With respect to territories previously assigned to indigenous peoples and communities, the far-right President hinted that he would review their extension if he finds evidence that those lands "were irregularly demarcated."

As human rights defenders have repeatedly denounced, Bolsonaro's hate speech have been encouraging invasions of indigenous territories by land traders, miners, loggers, cattle ranchers, soybean growers and other entrepreneurs who feel free to act and protected by his attitudes.

Regarding this type of abuses and crimes, the Prosecutor's Office at the state of Para requested this week help from the Brazilian Federal Police to prevent violent events led by illegal miners against the Xikrin,  an indigenous people which lives at the northern Amazon.

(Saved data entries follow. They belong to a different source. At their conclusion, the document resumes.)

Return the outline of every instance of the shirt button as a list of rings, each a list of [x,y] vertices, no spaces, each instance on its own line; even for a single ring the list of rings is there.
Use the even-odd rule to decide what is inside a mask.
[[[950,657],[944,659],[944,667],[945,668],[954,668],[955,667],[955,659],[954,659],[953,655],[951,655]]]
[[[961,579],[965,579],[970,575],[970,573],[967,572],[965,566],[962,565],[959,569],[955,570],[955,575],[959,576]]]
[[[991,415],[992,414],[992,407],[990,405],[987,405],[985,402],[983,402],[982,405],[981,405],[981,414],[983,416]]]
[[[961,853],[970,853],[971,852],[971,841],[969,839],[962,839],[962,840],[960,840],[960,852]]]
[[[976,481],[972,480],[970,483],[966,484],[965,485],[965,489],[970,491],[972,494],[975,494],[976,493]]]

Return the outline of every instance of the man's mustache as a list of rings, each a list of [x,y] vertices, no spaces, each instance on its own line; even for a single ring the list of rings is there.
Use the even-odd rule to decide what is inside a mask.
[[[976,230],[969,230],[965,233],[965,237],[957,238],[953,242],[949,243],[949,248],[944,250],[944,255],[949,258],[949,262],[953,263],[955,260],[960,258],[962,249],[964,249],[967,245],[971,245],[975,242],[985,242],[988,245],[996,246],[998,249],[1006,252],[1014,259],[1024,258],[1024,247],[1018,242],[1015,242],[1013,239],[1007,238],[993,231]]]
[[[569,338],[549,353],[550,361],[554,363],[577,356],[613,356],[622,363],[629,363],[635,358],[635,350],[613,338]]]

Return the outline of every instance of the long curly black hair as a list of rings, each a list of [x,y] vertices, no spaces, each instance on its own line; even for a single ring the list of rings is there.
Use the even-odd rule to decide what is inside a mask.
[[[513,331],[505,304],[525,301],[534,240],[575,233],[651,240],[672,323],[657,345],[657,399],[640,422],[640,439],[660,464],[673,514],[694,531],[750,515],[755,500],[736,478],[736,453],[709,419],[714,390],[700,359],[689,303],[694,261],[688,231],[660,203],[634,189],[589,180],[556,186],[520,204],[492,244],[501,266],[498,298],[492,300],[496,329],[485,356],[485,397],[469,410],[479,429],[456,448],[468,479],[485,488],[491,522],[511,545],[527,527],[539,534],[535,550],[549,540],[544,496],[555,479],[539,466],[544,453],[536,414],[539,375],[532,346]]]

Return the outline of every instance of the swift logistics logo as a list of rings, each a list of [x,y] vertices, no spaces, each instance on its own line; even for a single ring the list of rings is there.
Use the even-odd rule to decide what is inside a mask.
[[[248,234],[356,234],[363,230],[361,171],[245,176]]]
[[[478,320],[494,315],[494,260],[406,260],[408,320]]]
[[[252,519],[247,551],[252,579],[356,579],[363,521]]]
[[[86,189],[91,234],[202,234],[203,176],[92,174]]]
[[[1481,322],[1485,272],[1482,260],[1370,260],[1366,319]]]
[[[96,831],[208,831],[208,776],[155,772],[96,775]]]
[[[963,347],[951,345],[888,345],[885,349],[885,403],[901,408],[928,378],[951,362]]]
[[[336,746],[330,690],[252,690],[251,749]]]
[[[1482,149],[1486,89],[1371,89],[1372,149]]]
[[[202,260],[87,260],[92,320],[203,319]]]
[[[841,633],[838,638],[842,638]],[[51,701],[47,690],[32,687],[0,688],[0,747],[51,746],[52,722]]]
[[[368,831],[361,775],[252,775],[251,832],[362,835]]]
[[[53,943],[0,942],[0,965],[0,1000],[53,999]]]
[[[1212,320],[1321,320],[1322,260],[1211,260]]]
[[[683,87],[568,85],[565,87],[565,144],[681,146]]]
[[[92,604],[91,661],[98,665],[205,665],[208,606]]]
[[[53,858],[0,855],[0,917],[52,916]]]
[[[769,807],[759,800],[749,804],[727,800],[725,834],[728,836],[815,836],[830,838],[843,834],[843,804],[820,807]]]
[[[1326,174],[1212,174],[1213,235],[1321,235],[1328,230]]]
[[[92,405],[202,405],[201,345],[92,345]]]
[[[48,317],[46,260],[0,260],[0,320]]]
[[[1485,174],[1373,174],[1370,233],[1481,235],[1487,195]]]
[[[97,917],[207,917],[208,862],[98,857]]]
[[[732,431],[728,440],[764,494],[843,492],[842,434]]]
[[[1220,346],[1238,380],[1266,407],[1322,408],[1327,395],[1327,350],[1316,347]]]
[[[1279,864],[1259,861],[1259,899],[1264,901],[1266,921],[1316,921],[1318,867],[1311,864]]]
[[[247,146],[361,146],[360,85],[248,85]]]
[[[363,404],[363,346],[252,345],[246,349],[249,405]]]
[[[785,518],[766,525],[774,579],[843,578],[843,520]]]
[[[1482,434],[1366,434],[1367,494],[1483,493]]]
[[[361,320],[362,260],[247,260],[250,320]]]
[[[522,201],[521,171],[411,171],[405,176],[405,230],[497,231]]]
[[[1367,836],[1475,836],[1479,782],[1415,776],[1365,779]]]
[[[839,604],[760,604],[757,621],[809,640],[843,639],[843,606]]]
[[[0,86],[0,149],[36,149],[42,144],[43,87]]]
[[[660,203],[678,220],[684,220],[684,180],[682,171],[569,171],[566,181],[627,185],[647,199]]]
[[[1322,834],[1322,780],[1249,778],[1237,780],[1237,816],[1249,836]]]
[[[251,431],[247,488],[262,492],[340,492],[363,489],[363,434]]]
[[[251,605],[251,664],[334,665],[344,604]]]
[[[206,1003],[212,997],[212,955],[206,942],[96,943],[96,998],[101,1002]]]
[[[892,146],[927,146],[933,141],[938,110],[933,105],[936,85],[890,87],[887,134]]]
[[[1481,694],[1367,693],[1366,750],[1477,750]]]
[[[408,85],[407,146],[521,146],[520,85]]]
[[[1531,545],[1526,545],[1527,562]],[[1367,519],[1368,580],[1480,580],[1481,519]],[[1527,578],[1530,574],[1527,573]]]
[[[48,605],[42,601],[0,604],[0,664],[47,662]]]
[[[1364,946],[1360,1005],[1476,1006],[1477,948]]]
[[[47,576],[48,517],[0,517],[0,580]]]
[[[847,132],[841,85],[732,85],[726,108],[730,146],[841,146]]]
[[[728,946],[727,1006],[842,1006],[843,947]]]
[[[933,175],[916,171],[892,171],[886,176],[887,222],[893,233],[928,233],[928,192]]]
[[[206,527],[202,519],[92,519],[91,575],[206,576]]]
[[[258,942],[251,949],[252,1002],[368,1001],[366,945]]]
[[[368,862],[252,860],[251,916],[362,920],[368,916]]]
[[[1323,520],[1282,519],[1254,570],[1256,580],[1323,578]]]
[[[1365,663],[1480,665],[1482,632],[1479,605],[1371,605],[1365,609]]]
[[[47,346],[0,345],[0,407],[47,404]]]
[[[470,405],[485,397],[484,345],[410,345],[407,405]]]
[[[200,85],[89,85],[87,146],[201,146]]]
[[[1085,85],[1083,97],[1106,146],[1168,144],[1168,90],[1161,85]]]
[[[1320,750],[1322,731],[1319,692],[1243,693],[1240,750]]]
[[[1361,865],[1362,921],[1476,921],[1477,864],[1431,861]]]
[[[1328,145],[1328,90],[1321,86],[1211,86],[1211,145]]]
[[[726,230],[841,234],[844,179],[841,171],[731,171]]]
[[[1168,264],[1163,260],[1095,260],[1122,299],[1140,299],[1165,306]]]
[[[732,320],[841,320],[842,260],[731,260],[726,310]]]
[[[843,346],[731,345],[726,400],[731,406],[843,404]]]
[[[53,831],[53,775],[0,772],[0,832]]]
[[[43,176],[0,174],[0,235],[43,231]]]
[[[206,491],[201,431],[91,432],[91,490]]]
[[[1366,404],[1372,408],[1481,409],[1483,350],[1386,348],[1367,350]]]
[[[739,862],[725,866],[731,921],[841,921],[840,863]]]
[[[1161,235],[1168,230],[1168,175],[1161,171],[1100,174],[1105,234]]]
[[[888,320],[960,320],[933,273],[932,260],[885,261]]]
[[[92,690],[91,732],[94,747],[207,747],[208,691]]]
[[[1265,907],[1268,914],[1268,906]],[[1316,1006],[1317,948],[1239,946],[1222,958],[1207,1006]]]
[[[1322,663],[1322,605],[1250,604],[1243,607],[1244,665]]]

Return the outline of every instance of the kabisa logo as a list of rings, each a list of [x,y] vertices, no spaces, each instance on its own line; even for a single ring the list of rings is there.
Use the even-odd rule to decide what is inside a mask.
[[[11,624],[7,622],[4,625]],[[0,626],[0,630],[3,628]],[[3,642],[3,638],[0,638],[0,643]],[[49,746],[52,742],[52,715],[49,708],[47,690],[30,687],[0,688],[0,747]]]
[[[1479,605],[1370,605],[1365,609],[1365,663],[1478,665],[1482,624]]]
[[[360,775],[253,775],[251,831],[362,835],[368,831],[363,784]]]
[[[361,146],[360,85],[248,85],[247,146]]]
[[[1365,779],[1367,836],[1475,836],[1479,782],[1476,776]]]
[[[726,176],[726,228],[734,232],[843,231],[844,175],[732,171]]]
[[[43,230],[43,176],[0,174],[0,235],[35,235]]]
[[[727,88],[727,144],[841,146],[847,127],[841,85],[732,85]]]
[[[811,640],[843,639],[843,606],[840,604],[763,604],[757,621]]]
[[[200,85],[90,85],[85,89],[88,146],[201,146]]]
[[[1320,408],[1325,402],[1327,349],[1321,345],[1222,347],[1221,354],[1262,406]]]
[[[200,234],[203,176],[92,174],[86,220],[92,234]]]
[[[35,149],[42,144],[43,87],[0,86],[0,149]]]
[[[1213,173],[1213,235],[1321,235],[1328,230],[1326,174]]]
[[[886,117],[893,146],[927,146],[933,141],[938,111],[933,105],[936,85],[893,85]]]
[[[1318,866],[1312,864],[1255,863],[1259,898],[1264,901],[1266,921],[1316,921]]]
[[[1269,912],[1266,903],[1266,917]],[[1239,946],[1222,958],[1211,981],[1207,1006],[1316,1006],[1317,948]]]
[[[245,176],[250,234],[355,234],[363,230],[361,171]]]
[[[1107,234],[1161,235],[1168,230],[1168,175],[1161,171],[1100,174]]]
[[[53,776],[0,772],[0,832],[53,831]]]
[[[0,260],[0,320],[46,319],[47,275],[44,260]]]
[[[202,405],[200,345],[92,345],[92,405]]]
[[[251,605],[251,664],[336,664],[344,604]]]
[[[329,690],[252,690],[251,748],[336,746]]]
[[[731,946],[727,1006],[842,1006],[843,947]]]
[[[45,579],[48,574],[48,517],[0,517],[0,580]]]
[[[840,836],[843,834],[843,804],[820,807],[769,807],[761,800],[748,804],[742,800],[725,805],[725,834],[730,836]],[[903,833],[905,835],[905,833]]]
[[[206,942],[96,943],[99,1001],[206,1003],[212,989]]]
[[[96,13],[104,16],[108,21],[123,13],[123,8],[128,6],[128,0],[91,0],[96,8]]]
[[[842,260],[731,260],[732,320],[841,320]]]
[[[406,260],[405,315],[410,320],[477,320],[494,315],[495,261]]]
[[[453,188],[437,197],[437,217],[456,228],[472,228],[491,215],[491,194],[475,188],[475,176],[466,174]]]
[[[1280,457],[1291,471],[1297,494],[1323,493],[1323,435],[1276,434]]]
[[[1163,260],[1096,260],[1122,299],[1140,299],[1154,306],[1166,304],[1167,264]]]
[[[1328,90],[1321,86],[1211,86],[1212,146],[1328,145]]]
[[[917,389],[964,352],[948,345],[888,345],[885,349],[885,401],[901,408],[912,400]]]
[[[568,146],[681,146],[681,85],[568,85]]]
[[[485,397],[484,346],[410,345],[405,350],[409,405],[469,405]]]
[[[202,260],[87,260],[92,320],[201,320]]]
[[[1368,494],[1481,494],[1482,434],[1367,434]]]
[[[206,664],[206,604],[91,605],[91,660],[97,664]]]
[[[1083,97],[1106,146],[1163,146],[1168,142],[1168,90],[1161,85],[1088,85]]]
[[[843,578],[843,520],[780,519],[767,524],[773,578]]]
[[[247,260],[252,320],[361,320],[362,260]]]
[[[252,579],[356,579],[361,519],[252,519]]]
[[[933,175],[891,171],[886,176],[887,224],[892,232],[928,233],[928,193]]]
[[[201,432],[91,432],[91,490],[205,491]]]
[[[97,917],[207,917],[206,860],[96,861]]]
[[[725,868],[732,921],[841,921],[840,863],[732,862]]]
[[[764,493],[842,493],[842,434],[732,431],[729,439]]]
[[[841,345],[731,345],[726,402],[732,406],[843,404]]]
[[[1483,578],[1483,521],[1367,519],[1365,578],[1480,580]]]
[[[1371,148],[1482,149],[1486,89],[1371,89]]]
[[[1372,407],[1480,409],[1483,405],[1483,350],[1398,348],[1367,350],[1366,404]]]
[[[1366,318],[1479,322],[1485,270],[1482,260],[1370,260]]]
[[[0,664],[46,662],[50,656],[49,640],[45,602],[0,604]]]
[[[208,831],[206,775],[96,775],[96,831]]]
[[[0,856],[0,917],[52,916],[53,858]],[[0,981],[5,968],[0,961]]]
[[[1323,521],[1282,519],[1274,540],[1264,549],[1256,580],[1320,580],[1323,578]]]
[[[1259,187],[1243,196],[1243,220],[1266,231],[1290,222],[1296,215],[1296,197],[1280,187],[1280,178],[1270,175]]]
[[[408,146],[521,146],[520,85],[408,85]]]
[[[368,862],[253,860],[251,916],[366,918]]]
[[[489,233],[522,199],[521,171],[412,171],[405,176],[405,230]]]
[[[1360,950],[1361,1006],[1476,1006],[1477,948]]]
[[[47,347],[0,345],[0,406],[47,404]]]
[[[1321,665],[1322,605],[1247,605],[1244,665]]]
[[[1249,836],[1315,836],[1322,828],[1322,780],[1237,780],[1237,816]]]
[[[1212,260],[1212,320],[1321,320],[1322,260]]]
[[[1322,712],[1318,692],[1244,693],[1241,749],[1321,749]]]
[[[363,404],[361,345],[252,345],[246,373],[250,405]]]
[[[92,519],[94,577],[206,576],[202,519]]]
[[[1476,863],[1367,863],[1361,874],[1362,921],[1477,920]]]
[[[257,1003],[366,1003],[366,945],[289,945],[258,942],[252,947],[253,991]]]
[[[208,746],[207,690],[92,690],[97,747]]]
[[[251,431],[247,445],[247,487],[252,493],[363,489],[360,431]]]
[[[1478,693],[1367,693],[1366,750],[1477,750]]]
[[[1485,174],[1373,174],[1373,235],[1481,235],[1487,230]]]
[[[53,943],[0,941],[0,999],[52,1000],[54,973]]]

"As in the kindergarden books, you just have to connect the dots to find out Bolsonaro insufflating his agribusiness constituents against Indians, prosecutors and environmentalists." The meme reads, "Attorney General of the Republic, Raquel Dodge, suspects a coordinated action at the Amazon fires."

The racial tones of Bolsonaro's discourse, however, have not only been detected by local analysts. The New York Times published a compilation of his most controversial phrases since the time when he was a federal lawmaker, who was supported by big agricultural companies.

“The Brazilian cavalry was very incompetent. Competent was, indeed, the U.S. Cavalry which exterminated their Indians in the past and, today, they do not have that problem in their country,” Bolsonaro said, as recalled by local mainstream media O Globo.

Nevertheless, before becoming president, Bolsonaro did give indications on how his government would behave with respect to the Amazon forests and indigenous peoples.

“In 2019 we’re going to rip up Raposa Serra do Sol [an Indigenous Territory in Roraima]. We’re going to give all the ranchers guns,” the former lawmaker said on 2016.